En cuanto al Areópago, ciudadela de los aristócratas conservadores, y en tiempos omnipotente, la democracia, desde Pisístrato en adelante, lo ha ido devorando lentamente. Existe aún en tiempos de Pericles, pero reducido a una especie de Tribunal de casación, competente solo para pronunciarse sobre los delitos que entrañan la pena capital. El poder legislativo es ahora un sólido monopolio de la Ecclesia y de la bulé.

El ejecutivo es ejercido por los nueve arcontes que, de Solón en adelante, componen el ministerio. En teoría, también estos vienen imparcialmente sorteados entre el elenco de los ciudadanos. De hecho, por «casualidad» se guía la mano con mil sagacidades. El sorteado ha de demostrar primero que todos sus ascendientes son, por las dos partes, atenienses, que ha cumplido todos sus deberes de soldado y de contribuyente, el respeto que tiene a los dioses, la ejemplaridad de una vida sobre la cual son admitidas todas las insinuaciones y sobre la cual muy pocos debían de estar dispuestos a aceptar investigaciones. Pero, además, hay que pasar ante la bulé una especie de examen psicotécnico llamado doquimasia, que ponga de manifiesto el nivel intelectual del candidato, y a este respecto es fácil comprender qué clase de pasteleos se podían hacer.

El arconte permanece en el cargo un año, durante el cual ha de pedir lo menos nueve veces el voto de confianza a la Ecclesia. Expirado el término, toda su actividad queda sujeta a investigación por parte de la bulé, cuyo veredicto varía de la condena a muerte a la reelección. Si no hay ni esta ni aquella, el exarconte queda jubilado del Areópago, donde permanece, por decirlo así, como senador vitalicio pero sin poderes.

De los nueve arcontes, el formalmente más importante es el basileo, que literalmente querría decir rey, pero que en cambio correspondería hoy en día a «papa», dado que sus atribuciones son exclusivamente religiosas. En el papel, encarna el más alto cargo del Estado. Pero en realidad los poderes mayores, en esta sospechosa división que tiende a excluirles a todos, están en manos del arconte militar, llamado strategos autokrator, que es el comandante en jefe de las fuerzas armadas. Dado que Atenas no es un Estado militarista con ejército permanente y que el servicio de leva, en vez de en cuarteles, se hace en nomadelfias sin uniforme, donde el recluta, más que a obedecer, aprende a autogobernarse y guarda celosamente el sentido de sus derechos y de su independencia de ciudadano, no hay peligro de que el autokrator pueda hacer de él un instrumento para cualquier pronunciamiento[6] a la sudamericana.

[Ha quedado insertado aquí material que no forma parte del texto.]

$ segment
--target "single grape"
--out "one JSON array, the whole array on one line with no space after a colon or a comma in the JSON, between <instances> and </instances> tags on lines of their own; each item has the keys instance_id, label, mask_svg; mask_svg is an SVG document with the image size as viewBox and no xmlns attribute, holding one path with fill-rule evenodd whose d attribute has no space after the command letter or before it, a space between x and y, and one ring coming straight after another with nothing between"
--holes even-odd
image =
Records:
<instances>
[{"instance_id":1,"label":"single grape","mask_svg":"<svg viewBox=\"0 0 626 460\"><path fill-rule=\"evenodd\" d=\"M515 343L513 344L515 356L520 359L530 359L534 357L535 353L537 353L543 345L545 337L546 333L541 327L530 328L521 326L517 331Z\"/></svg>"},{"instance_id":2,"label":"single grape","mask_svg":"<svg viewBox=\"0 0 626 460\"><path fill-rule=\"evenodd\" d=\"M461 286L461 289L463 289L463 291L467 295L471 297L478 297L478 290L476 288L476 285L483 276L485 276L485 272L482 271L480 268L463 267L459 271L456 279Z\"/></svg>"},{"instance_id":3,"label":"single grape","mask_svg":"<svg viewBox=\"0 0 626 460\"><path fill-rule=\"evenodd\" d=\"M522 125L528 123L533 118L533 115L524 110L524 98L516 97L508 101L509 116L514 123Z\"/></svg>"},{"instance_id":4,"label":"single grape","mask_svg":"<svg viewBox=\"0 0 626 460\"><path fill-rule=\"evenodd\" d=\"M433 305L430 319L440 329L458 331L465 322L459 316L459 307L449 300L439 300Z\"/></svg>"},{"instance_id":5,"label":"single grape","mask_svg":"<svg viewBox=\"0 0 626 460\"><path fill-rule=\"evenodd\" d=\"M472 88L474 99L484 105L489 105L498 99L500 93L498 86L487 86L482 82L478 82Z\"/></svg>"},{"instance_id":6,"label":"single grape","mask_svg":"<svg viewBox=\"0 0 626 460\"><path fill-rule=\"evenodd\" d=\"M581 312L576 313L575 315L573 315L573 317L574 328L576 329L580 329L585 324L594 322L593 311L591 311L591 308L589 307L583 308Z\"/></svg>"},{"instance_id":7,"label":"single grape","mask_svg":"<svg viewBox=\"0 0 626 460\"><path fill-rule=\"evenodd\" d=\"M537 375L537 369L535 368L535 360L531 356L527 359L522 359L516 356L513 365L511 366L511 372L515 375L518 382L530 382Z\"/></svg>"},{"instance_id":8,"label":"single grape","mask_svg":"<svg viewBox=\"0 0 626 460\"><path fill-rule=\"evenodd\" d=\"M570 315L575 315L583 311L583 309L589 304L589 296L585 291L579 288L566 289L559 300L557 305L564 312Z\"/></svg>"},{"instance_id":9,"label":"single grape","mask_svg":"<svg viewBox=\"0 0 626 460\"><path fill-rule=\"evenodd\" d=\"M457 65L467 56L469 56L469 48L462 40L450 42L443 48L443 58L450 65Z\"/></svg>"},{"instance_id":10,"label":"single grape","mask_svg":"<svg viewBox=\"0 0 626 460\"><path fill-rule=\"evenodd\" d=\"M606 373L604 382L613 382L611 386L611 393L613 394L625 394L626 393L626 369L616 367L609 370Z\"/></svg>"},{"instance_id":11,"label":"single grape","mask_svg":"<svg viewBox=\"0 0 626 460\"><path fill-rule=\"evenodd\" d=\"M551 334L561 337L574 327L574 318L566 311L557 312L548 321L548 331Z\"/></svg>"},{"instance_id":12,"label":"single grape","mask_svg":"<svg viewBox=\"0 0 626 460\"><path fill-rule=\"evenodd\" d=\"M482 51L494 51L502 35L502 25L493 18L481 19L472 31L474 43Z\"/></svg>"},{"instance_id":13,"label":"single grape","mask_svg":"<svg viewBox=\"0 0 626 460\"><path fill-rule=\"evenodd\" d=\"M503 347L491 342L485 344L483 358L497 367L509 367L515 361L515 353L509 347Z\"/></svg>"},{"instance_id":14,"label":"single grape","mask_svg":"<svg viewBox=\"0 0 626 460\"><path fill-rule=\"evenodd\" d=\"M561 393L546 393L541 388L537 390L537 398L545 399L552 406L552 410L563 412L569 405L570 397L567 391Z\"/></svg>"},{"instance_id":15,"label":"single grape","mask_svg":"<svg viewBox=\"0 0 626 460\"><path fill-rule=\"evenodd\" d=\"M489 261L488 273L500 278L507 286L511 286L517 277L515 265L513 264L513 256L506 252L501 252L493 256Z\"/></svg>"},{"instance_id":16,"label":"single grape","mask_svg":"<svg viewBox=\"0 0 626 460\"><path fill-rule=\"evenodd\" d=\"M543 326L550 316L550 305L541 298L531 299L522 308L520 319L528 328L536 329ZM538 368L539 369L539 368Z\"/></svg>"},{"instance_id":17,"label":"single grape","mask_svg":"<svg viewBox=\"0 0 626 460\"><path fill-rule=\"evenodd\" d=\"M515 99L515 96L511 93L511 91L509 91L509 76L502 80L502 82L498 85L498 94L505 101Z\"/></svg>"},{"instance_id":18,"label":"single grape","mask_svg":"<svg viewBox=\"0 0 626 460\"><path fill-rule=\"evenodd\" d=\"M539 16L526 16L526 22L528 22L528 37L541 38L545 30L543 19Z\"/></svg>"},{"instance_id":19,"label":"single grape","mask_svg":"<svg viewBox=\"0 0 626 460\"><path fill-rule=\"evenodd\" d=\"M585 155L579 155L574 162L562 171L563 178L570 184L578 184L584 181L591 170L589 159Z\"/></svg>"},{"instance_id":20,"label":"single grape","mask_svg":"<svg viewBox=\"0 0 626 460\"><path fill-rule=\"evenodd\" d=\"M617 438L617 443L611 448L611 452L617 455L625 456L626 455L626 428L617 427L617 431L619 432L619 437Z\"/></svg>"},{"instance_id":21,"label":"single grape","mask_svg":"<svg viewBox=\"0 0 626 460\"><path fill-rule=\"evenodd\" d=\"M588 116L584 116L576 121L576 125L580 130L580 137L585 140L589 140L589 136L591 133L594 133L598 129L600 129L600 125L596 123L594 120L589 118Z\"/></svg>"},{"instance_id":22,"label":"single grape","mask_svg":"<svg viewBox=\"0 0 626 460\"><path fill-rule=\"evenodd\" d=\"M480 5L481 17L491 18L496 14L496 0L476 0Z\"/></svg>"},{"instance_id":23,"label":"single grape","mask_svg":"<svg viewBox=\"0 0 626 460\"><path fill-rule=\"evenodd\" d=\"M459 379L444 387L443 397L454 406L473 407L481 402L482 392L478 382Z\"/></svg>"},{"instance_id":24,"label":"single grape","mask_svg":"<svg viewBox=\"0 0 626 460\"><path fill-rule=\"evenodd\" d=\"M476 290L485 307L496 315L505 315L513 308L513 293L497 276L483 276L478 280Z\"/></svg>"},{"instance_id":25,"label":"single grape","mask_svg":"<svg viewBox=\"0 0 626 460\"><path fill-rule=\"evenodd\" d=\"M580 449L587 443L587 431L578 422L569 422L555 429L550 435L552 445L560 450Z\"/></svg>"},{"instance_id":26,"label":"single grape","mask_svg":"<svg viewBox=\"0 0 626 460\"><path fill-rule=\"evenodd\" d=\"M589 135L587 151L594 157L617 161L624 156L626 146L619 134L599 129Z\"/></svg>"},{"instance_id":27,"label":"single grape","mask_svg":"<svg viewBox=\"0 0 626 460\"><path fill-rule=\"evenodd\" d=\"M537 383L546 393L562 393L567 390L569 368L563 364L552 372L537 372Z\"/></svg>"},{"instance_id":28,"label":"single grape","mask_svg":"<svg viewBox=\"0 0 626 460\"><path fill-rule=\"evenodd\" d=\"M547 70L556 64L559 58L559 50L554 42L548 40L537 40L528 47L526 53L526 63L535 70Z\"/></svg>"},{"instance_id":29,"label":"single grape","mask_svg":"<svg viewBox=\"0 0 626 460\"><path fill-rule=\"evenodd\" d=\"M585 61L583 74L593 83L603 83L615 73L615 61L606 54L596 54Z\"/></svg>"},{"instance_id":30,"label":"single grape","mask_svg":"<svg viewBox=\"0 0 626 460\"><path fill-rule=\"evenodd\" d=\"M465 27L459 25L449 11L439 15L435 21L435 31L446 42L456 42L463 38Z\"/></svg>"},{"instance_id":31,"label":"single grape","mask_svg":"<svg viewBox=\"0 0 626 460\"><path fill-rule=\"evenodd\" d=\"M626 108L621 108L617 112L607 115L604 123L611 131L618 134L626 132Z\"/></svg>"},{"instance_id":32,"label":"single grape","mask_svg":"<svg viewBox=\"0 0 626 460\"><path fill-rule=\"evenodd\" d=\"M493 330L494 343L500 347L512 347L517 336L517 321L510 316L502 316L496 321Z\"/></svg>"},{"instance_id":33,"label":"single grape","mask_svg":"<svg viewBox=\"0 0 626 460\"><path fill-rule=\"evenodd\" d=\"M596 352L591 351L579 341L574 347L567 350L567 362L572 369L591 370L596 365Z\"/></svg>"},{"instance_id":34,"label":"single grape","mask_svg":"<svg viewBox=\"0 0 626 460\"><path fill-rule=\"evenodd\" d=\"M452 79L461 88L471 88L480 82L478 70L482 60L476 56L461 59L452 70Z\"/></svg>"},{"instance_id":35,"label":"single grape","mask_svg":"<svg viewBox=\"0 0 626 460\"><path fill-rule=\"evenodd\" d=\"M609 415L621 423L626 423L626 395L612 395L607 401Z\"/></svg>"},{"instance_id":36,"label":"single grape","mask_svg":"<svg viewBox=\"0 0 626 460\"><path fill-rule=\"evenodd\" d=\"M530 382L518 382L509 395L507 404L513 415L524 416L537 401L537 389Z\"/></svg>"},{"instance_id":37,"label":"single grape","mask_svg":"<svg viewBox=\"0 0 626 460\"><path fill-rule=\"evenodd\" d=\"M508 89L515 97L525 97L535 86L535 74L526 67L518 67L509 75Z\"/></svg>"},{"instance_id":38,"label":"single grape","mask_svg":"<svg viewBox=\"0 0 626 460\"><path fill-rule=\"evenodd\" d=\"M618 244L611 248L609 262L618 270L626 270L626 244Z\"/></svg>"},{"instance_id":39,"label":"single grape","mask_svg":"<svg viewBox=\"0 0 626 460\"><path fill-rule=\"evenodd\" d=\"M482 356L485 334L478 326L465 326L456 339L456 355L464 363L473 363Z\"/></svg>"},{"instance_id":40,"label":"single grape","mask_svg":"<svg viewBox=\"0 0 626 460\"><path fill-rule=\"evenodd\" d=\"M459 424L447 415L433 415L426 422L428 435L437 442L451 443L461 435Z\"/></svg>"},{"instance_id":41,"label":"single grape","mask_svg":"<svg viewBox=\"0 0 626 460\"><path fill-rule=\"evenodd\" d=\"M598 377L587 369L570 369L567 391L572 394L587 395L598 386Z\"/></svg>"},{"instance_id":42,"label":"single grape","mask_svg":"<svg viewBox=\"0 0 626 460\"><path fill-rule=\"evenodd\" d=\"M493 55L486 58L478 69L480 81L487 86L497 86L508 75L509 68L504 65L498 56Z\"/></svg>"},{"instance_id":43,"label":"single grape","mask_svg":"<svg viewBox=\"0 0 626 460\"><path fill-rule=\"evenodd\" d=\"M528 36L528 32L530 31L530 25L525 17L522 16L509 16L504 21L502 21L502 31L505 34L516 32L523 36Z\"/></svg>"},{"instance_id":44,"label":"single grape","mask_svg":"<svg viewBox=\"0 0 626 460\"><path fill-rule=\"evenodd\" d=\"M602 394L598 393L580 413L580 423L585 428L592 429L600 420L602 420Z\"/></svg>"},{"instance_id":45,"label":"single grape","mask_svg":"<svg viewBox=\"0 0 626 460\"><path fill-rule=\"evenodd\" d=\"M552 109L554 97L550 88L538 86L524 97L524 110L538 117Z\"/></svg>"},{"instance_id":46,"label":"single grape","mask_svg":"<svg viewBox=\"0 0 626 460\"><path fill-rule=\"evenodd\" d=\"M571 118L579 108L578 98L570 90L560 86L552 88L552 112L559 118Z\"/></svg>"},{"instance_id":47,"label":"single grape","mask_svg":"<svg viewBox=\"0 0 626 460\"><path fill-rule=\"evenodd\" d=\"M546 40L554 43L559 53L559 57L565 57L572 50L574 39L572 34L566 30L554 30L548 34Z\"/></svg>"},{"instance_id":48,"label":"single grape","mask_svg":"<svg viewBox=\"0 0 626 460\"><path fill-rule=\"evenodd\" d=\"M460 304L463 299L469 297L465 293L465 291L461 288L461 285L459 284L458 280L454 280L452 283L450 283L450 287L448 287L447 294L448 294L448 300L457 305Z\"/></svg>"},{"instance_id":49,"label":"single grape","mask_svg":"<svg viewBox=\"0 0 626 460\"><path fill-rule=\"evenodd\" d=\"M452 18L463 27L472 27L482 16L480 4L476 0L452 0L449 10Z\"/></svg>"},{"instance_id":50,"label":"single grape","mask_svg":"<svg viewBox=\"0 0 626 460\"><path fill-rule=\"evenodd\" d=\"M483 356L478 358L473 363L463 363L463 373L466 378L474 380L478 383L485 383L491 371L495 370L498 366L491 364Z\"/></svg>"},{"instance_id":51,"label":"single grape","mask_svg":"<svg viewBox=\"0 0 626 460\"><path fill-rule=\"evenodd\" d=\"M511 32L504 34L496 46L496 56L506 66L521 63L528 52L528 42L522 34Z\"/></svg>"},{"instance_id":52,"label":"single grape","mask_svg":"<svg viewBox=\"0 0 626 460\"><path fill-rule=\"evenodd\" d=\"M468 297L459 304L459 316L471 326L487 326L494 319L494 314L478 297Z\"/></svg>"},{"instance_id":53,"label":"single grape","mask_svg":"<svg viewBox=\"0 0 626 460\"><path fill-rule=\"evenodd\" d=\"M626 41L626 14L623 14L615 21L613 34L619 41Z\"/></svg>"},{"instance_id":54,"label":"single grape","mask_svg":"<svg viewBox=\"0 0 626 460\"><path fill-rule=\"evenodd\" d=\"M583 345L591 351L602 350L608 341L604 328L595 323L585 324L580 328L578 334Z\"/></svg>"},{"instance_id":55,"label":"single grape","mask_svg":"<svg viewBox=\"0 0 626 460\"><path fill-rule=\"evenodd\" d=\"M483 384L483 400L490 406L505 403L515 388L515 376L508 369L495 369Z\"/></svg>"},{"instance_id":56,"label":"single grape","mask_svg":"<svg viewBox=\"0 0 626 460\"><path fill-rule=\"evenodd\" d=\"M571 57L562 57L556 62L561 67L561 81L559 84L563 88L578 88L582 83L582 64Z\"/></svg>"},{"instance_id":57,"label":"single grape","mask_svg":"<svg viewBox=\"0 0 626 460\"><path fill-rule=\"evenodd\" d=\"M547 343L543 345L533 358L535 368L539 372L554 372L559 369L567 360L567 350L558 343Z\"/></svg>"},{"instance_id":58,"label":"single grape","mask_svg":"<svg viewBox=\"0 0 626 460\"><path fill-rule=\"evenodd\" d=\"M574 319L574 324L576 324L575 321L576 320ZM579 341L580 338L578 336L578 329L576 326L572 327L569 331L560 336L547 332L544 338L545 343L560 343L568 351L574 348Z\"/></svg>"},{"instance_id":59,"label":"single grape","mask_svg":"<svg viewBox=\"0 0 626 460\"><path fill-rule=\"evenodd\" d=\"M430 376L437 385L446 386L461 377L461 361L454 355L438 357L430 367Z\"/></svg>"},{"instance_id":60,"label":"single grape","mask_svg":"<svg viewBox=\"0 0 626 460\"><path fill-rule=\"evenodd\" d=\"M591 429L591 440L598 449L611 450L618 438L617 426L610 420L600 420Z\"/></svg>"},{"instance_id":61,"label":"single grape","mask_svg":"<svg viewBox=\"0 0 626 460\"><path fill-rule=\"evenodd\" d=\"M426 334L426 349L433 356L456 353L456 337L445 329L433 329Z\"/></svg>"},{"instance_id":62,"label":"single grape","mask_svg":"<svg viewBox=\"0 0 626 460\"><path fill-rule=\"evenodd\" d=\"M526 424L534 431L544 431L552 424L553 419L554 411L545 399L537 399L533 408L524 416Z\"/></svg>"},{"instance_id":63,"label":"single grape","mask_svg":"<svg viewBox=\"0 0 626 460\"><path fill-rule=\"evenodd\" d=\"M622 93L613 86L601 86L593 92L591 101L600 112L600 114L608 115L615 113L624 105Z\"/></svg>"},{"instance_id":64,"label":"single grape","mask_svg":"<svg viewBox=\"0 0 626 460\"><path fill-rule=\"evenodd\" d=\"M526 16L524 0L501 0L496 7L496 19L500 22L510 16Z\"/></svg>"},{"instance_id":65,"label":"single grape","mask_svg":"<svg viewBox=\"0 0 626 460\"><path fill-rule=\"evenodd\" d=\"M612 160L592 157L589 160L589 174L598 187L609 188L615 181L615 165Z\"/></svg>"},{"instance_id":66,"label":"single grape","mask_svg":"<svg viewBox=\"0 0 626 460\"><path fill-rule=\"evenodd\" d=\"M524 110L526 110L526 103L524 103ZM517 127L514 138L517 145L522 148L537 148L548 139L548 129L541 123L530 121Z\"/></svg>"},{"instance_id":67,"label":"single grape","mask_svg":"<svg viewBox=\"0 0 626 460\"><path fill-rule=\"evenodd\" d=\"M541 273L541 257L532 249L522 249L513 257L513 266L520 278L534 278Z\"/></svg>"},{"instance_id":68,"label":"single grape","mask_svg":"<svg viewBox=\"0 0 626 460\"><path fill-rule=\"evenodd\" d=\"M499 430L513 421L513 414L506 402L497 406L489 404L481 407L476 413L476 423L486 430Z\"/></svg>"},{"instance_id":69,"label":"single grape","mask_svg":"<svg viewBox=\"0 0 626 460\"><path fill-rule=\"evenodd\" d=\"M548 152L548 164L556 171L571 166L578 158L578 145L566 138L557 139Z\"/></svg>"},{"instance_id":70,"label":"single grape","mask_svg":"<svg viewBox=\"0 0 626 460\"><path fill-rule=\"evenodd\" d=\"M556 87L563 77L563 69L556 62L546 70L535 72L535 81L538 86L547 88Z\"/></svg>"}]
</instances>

Fue, pues, este cargo en el que en seguida fijó Pericles su atención, haciéndose reelegir año tras año desde el 467 en adelante. Pero por el mismo hecho que cada vez tenía que formar una mayoría en la Ecclesia y luego someterse a una investigación por parte de la bulé, está claro que sus poderes eran más los de un rey constitucional que los de un dictador.

Por su habilidad personal logró ejercerlos en sentido extensivo, atribuyéndose poco a poco los de ministro de Relaciones Exteriores y del Tesoro. Atenas, como gran potencia naval, necesitaba de gran diplomacia y los atenienses, pareciéndoles que Pericles era muy ducho en ella, se la dejaron en contrata. Pero cada decisión que tomaba tenía que someterla a la Ecclesia.

Más recelosos se mostraron en lo tocante a la administración de las finanzas, porque parecía que Péneles tenía las manos rotas. Y, como ejemplo, por el Partenón le hicieron, como hemos dicho, mil historias.

Pero las cifras son las cifras. El presupuesto del Estado, cuando Pericles fue elegido por primera vez, registraba una entrada total de mil quinientos millones de liras al año. Cuando se retiró, pese a lo que había gastado en obras públicas, las entradas habían subido a treinta y cinco mil millones.

En suma, el secreto de Pericles, el que le valió la reelección para autokrator durante casi cuarenta años, era tan solo su éxito, debido a la excelencia de sus cualidades de estadista y de administrador. Tan poco abusó de ella, que tuvo que sufrir, al término de su inmaculada carrera, el proceso de Aspasia, del cual el verdadero encausado era él mismo y tuvo que implorar, llorando, piedad en público, ante mil quinientos jurados.

Si aquel proceso deshonra a alguien, no es a Pericles y ni siquiera a Aspasia, sino a Atenas.